Sebaiknya setiap outlet menjalankan peran dari franchisee itu sendiri yaitu
melakukan promosi dan advertising, tidak hanya mengandalkan gerobak dan
lokasi outlet (Karena dari keempat outlet yang ada, tiga outlet tidak tampak
adanya aktivitas public relations). Hal ini dilakukan dalam upaya menjalankan
peran public relations yaitu memberikan informasi, mendidik, meyakinkan,
meraih simpati, dan membangkitkan ketertarikan masyarakat akan produk
mereka. Sehingga sesuai dengan tujuan public relations menurut Rosady Ruslan
(2001, p.246) yaitu menumbuhkembangkan citra perusahaan yang positif untuk
publik eksternal atau masyarakat dan konsumen, mendorong tercapainya saling
pengertian antara publik sasaran dengan perusahaan, mengembangkan sinergi
fungsi pemasaran dengan public relations, meningkatkan keefektifan dalam
membangun pengenalan merek dan pengetahuan merek dan mendukung bauran
pemasaran.
Upaya advertising juga dirasa perlu dilakukan sehingga terciptanya
komunikasi dua arah antara penjual dan pembeli untuk memenuhi keinginan
mereka agar efektif dan efisien. Secara umum tujuan periklanan menurut
(Setiawan, 1996:252) yaitu untuk mendukung program personal selling dan
kegiatan promosi lainnya, menciptakan orang-orang yang tidak dapat dicapai
tenaga penjual, mengadakan hubungan dengan para penyalur, menambah
penjualan dan memperbaiki reputasi perusahaan dan memberikan pelayanan.

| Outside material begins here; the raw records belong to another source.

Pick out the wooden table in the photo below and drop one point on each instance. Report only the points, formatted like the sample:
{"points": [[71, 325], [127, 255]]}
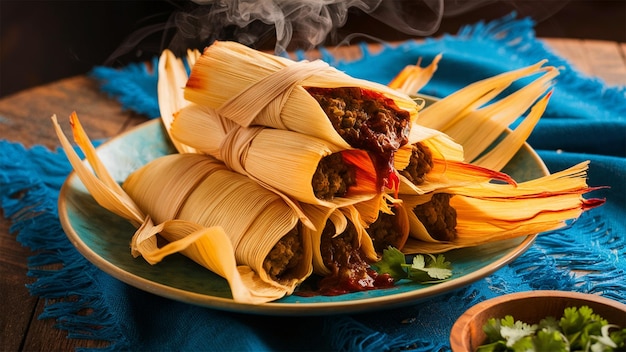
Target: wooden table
{"points": [[25, 118]]}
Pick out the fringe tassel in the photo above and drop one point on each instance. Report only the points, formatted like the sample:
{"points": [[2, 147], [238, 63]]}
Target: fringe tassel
{"points": [[30, 181], [575, 90], [134, 86]]}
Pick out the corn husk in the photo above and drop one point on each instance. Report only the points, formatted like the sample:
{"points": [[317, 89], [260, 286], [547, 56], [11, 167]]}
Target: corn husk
{"points": [[476, 117], [254, 88], [413, 78], [170, 93], [202, 191], [282, 160], [489, 212], [340, 218], [216, 239]]}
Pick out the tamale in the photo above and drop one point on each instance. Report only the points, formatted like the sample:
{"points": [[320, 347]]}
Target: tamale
{"points": [[303, 167], [264, 230], [262, 278], [486, 212], [312, 98], [342, 252]]}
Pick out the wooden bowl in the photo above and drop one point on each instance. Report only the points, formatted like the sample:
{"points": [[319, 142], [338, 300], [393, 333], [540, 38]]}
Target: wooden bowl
{"points": [[530, 307]]}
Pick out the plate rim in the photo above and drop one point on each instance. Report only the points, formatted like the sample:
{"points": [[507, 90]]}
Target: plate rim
{"points": [[277, 308]]}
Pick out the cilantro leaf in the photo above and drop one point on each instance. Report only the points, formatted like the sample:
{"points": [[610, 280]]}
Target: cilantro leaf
{"points": [[429, 269], [392, 263], [425, 269], [550, 341], [516, 331]]}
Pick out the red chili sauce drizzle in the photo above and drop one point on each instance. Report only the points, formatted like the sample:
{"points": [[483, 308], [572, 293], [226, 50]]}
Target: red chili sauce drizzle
{"points": [[350, 272], [367, 120]]}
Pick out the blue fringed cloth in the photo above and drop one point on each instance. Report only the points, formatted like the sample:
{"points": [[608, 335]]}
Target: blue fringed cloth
{"points": [[585, 120]]}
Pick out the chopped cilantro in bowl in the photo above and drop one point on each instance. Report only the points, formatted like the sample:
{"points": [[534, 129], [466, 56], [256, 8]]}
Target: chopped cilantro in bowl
{"points": [[579, 329]]}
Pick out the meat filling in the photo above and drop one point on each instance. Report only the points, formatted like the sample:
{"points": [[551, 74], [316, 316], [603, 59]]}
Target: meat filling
{"points": [[332, 177], [286, 254], [350, 271], [420, 164], [366, 120], [438, 217]]}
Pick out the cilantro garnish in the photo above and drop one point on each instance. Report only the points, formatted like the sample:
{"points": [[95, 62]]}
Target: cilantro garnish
{"points": [[424, 268], [579, 329]]}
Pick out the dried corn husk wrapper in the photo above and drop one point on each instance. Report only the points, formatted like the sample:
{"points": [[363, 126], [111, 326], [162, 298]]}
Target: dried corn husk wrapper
{"points": [[340, 221], [201, 217], [281, 160], [477, 117], [255, 88], [488, 212], [202, 191]]}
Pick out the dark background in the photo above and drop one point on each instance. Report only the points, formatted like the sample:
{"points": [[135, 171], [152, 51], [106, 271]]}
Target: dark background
{"points": [[42, 41]]}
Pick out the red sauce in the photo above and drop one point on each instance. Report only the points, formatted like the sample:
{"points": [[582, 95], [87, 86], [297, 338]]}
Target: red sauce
{"points": [[350, 272], [367, 120]]}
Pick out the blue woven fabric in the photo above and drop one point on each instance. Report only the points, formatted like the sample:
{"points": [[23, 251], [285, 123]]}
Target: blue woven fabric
{"points": [[585, 120]]}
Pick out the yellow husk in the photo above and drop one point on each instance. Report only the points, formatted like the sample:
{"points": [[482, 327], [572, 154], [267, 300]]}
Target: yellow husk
{"points": [[253, 88], [489, 212], [282, 160], [208, 245], [412, 78], [254, 218], [170, 93], [339, 218], [444, 113]]}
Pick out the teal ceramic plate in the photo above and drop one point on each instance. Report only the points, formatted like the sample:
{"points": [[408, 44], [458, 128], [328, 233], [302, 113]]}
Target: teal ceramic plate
{"points": [[104, 238]]}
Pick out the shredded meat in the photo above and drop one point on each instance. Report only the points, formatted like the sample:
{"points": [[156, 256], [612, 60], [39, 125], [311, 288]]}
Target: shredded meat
{"points": [[420, 164], [350, 272], [438, 217], [366, 120], [332, 177], [286, 254], [384, 232]]}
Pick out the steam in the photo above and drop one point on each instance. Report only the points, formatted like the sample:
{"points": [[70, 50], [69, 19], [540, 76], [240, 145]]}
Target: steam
{"points": [[288, 25], [304, 24]]}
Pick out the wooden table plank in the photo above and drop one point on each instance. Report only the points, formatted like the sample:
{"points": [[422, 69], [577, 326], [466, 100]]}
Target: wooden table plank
{"points": [[595, 58]]}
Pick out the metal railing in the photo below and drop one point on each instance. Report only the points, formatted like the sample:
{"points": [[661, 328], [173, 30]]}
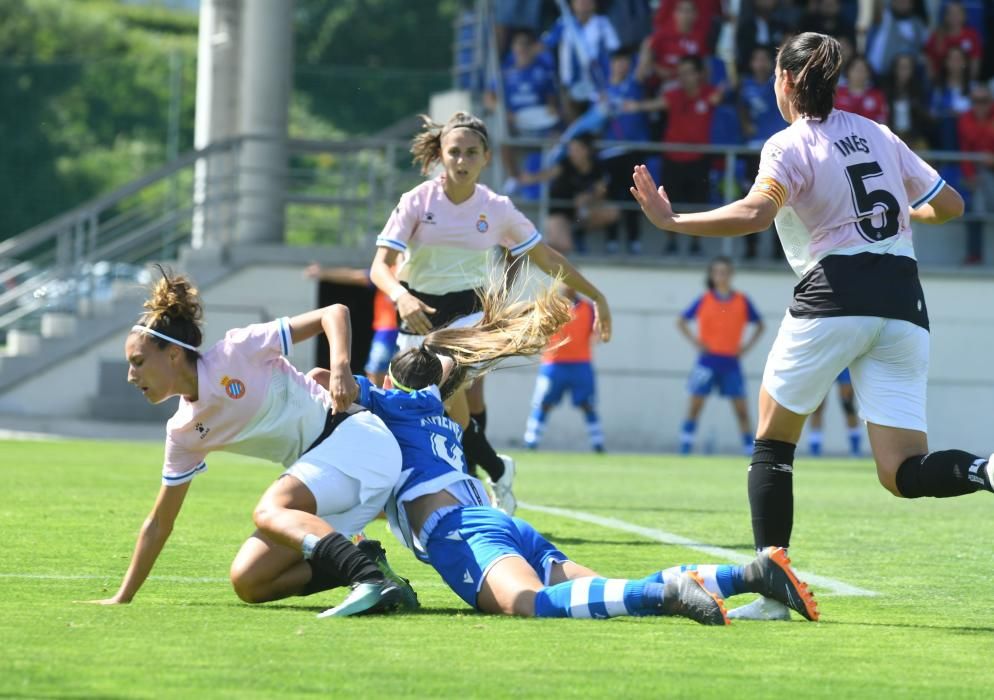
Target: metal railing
{"points": [[336, 193]]}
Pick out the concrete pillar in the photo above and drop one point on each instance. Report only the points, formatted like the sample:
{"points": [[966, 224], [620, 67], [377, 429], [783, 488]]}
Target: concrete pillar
{"points": [[57, 324], [265, 78], [216, 120], [22, 343]]}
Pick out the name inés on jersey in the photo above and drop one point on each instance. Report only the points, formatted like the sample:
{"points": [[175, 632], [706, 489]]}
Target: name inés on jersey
{"points": [[854, 143]]}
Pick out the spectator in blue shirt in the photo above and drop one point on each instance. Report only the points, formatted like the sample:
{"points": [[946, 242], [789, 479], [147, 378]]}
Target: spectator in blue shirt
{"points": [[760, 118], [530, 93], [584, 42], [619, 162]]}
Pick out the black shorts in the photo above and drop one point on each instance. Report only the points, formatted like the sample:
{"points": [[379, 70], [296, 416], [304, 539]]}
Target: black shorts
{"points": [[448, 307]]}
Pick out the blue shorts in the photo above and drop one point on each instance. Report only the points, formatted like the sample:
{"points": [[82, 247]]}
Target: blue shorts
{"points": [[382, 350], [717, 371], [468, 541], [556, 378]]}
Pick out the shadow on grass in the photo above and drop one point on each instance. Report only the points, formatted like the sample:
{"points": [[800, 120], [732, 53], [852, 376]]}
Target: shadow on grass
{"points": [[559, 541], [283, 607], [594, 508], [974, 629]]}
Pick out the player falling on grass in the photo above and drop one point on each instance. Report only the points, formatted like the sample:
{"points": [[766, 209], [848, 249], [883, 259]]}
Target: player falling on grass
{"points": [[855, 431], [448, 226], [721, 315], [242, 395], [384, 343], [566, 366], [497, 563], [843, 191]]}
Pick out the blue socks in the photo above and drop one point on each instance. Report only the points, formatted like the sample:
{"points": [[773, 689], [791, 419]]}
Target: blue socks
{"points": [[687, 431], [594, 431], [598, 598]]}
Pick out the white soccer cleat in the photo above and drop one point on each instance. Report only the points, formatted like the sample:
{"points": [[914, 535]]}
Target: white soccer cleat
{"points": [[761, 609], [503, 488]]}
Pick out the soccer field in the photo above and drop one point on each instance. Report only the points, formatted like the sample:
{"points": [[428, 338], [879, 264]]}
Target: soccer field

Agar strategi komunikasi pemasaran berhasil sesuai dengan yang
direncanakan, maka perlunya komunikasi yang solid dari franchisor maupun
franchisee-nya, salah satu langkah yang ditempuh adalah penyeragaman dan
keterpaduan strategi komunikasi yang dipakai, serta strategi unsur komunikasi
yang digunakan. Seperti halnya perusahaan lain, Kebab Turki Baba Rafi juga
melakukan strategi komunikasi pemasaran guna menentukan dan mencapai tujuan
perusahaan dan mengimplementasikan misinya.